Left Turn On Red
Immediately after reviewing that Transylvanian Stud record, I’ve been getting a lot of requests for similar sounding projects. This was to be expected, however these bands definitely need the promotion. One such act is Dinosaur Eyelids, hailing from New Jersey. According to the concert flyer that the band enclosed (Thanks, guys!) their motto is, “We May Never Be Rich, But We Will Always Be Loud.” It’s a good motto for these sludgy doom-rockers, who craft mostly fairly short compositions with the exceptions of opener “Day Zero” and “L.A. Lady” which are still fairly into the four-minute mark. I found it interesting that the last four cuts on the album never moved past the three-minute mark. I guess this makes it easier for the band to get a greater variety of music in a fifteen to thirty minute set. As far as the sound goes, Kyuss, Floor and perhaps even Helmet seem to have a place here within what I would definitely consider a powerfully warm (the riffs are so fuzzy that you could use the disc as a heater, should yours go out during this winter season) performance that just wants the listener to rock out, more or less. “Basilone Bridge” immediately channels Soundgarden in the first couple of riffs as well, so there’s that. The band’s frontman Evan Staats has a rather glassy voice which I found a bit aggravating when I first jammed the disc from my mobile app, Pulsar – but now that I’m getting another listen to the record on my tuned Skullcandy laptop speakers (Hey, don’t talk shit about my Skullcandies!) I actually find his vocals to be quite tolerable, even enjoyable. The man definitely has a feel for melody and the lines are delivered with plenty of passion. As for personal influences, the band cites Black Sabbath and Soundgarden as you might expect; but also The Replacements and Ween, of which I’ve never heard. That also might be why the stark change in sound as we get into “Neshanic” and “L.A. Lady” which definitely bring us a different feel that the first couple of pieces. It basically rolls from the heavy territory right into that of alternative rock that I think The Edge down here would play in a heartbeat.
These guys claim to be real rock and roll, which I’ll certainly vouch for. That doesn’t always mean heavy, as ballad “Whiskey” showcases pretty well with acoustics and a harmonica. It is a bit of an unexpected segue, but I can’t blame these guys for deviating from the style of their first three cuts which would have made for a boring and less varied release. That doesn’t surprise me, seeing as Turn Left On Red is the band’s third full-length. Guitarist Patrick McKnight proves his worth in versatility here as well, with a good mix of rock, heavy metal and overall psychedelia that I feel should be on the rock radio right now. According to my press info, most of the focus tracks here are all FCC approved, which means that practically any radio station could play them, and they’d hit pretty hard at that.
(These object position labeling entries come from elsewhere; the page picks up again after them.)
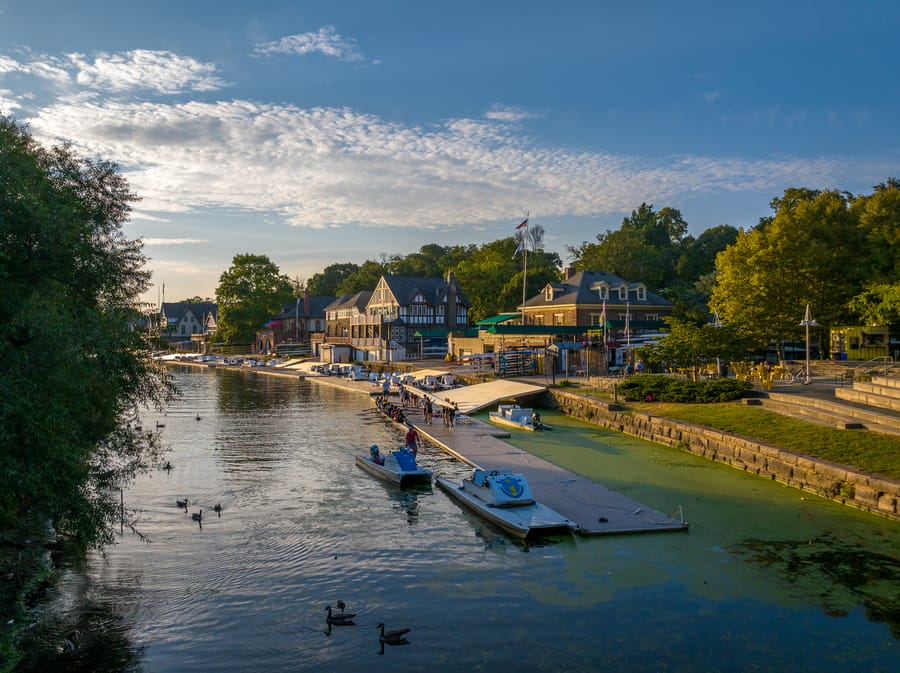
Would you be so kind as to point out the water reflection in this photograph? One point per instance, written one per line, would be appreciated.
(837, 575)
(303, 527)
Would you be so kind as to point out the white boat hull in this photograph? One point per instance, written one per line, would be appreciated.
(522, 521)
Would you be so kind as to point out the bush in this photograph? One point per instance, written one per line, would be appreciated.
(665, 389)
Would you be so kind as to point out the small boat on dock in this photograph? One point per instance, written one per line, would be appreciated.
(505, 499)
(397, 467)
(514, 416)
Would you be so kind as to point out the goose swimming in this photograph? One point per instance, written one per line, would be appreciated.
(392, 636)
(339, 618)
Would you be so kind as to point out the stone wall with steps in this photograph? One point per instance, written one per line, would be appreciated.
(881, 391)
(870, 493)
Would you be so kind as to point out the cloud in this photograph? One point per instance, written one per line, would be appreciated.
(503, 113)
(325, 41)
(159, 71)
(173, 241)
(333, 167)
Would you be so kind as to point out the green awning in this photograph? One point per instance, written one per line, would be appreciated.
(494, 320)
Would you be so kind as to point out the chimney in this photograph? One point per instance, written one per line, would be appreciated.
(450, 318)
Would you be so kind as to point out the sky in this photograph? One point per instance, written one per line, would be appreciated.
(320, 132)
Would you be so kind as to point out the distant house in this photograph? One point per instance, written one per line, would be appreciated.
(579, 299)
(393, 321)
(182, 322)
(569, 315)
(295, 325)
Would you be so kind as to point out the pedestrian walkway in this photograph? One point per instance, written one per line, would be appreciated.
(596, 509)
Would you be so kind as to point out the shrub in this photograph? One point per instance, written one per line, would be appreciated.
(665, 389)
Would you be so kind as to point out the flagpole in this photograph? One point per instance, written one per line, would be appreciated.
(524, 264)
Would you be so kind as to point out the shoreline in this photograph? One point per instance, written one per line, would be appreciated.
(844, 484)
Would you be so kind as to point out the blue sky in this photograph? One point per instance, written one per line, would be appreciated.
(331, 131)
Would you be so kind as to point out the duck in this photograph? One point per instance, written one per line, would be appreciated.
(393, 636)
(339, 618)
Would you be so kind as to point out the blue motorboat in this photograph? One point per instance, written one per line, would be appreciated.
(397, 467)
(505, 499)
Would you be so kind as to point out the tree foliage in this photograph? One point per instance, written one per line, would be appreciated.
(71, 372)
(647, 247)
(326, 283)
(805, 254)
(249, 292)
(492, 276)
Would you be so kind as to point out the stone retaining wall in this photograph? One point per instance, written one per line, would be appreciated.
(829, 480)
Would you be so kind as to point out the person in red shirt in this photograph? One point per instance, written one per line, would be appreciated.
(412, 440)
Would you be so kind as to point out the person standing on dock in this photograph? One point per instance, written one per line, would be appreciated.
(412, 440)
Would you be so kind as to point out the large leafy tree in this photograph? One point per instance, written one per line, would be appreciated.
(646, 247)
(810, 252)
(249, 292)
(71, 373)
(492, 276)
(327, 282)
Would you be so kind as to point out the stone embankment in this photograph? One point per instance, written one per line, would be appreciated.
(853, 488)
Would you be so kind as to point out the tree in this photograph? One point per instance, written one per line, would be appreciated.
(249, 292)
(645, 248)
(492, 276)
(798, 257)
(71, 370)
(326, 283)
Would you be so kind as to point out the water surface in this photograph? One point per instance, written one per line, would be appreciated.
(767, 578)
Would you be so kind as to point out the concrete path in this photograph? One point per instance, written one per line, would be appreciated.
(596, 509)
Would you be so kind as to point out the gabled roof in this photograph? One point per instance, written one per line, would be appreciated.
(358, 300)
(405, 288)
(497, 319)
(317, 306)
(582, 288)
(175, 312)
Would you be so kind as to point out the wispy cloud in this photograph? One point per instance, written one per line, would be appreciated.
(173, 241)
(328, 167)
(325, 41)
(159, 71)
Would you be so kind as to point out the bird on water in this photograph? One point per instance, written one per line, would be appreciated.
(394, 636)
(339, 618)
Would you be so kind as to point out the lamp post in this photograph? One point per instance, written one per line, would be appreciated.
(807, 322)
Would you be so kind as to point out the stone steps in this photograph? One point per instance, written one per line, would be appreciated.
(846, 415)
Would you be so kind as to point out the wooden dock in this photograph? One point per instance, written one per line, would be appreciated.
(596, 509)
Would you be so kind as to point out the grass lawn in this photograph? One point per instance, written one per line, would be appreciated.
(865, 450)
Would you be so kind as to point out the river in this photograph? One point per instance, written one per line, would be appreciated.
(766, 579)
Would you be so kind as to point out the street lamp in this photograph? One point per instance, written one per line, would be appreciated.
(807, 322)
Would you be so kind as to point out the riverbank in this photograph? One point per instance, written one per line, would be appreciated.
(841, 483)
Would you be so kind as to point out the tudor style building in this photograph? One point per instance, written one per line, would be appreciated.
(393, 321)
(579, 298)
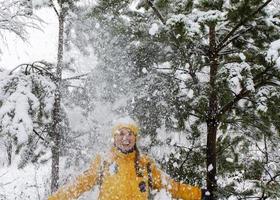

The problem with our local radio station here in Arkansas, is that they seem to think that the same few hard rock acts played over and over will appeal to people to the effect that they’ll never get bored. If it’s not nineties nostalgia, its modern acts like Five Finger Death Punch and Volbeat who get played almost endlessly. Then they have to remind us of Nirvana, Soundgarden and Alice In Chains, while bringing up Linkin Park and Disturbed classics all in the same playlist. As we’re drowning in all of this nostalgia, people are literally forgetting that new music in the rock genre is still being created. Though this could also be the reason why people are changing over to satellite radio, which is little better – but to be honest, I’m not hearing as many obscure acts as there as I would have liked. With ten or twenty new albums releasing almost every twenty-four hours, there just isn’t enough promotion going around for all of these acts. (It’s just an influx of music that no one in their right mind could ever completely cover.)
That being said, Dinosaur Eyelids definitely have what it takes to rock, even though their fans and certain sections of the music industry are already aware of that. What’s peculiar to me, is why I haven’t heard of them before now?